Sysdig blocks crypto-jacking in the cloud using Machine Learning

Cloud development security specialist Sysdig has added crypto-jacking protection to its platform, strengthening its cloud detection and response to prevent unexpected costs.

Sysdig announced machine learning-powered cloud detection and response (CDR) to combat cryptojacking. The company’s threat engine and detection algorithms block cryptojacking in the cloud with 99% precision.

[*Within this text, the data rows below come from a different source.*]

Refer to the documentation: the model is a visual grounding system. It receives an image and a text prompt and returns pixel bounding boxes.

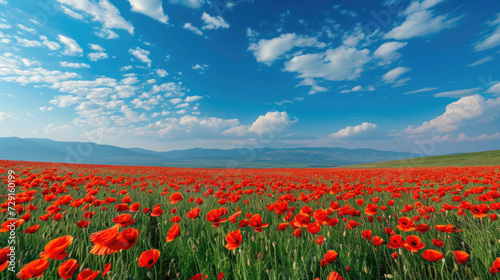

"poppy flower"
[373,236,384,246]
[76,268,101,280]
[186,207,201,219]
[314,235,325,245]
[40,235,73,260]
[326,271,344,280]
[422,249,444,262]
[361,229,372,241]
[404,235,425,252]
[139,249,160,269]
[16,259,50,280]
[397,217,416,231]
[226,229,243,250]
[167,223,181,243]
[23,225,40,233]
[0,247,10,272]
[57,259,79,279]
[453,251,470,264]
[307,223,321,234]
[278,223,288,231]
[102,263,111,277]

Cryptojacking is the unauthorised use of someone else’s compute resources to mine cryptocurrency. According to the Google Cloud Threat Horizons Report, 86% of compromised Google Cloud instances were used for cryptocurrency mining. Cryptojackers use low-and-slow attack techniques to mask what they are doing so those impacted do not realise until they receive their cloud bill. The longer cryptojacking goes undetected, the greater the financial impact. While the average increase in a monthly bill varies by report, it is not uncommon for cryptojackers to run up a $100,000 – $500,000 bill in a single month. Time is of the essence.

While the cloud and on-premises security challenges seem similar, the attack patterns and detection techniques are fundamentally different and require different approaches. Traditional tools lack the visibility into container environments and breadth of coverage needed to identify threats and anomalies at runtime. A multi-layered approach that includes curated rules and machine learning is better suited to address the complex threats in cloud environments. To detect threats like cryptojacking, teams need machine learning algorithms that are trained and tuned to recognise cryptocurrency mining patterns immediately to avoid unexpected cloud fees, which can have a significant financial impact.

The CDR can:

  • Block cryptominers with 99% precision: Sysdig Secure machine learning is trained to automatically detect cryptominers. Even as new cryptojackers come into play, highly precise and continually evolving algorithms keep the model up-to-date and drastically reduce false positives.


  • Prevent unexpected costs: Early detection is the only way to avoid hefty cryptojacking bills and reputation damage due to an attack. Sysdig is able to detect behaviour patterns even if the cryptominer slowly ramps up use of cloud resources.


  • Strengthen security with a multi-layered approach to cloud detection and response: Effective protection in today’s threat landscape requires multiple protection layers. Sysdig threat detection uses machine learning to complement a rules-based approach based on Falco. Easily customisable out-of-the-box policies curated by the Sysdig Threat Research Team maximise coverage. Adding defence techniques, such as profiling, comprehensive indicators of compromise (IOCs), and Drift Control further strengthen security.


“Machine learning is not a silver bullet for detecting threats. Many vendors throw around ‘ML’ quite loosely for solutions that are not true machine learning,” said Omer Azaria, Vice President of Engineering at Sysdig. “Cryptojacking is a specific use case where machine learning provides effective detection. Sysdig developed an ML algorithm that is specifically tuned to detect cryptojacking before your cloud bill skyrockets.”



Sysdig Secure customers have access to the machine learning-powered threat detection now and for new customers, it is included in Sysdig Secure at no additional cost.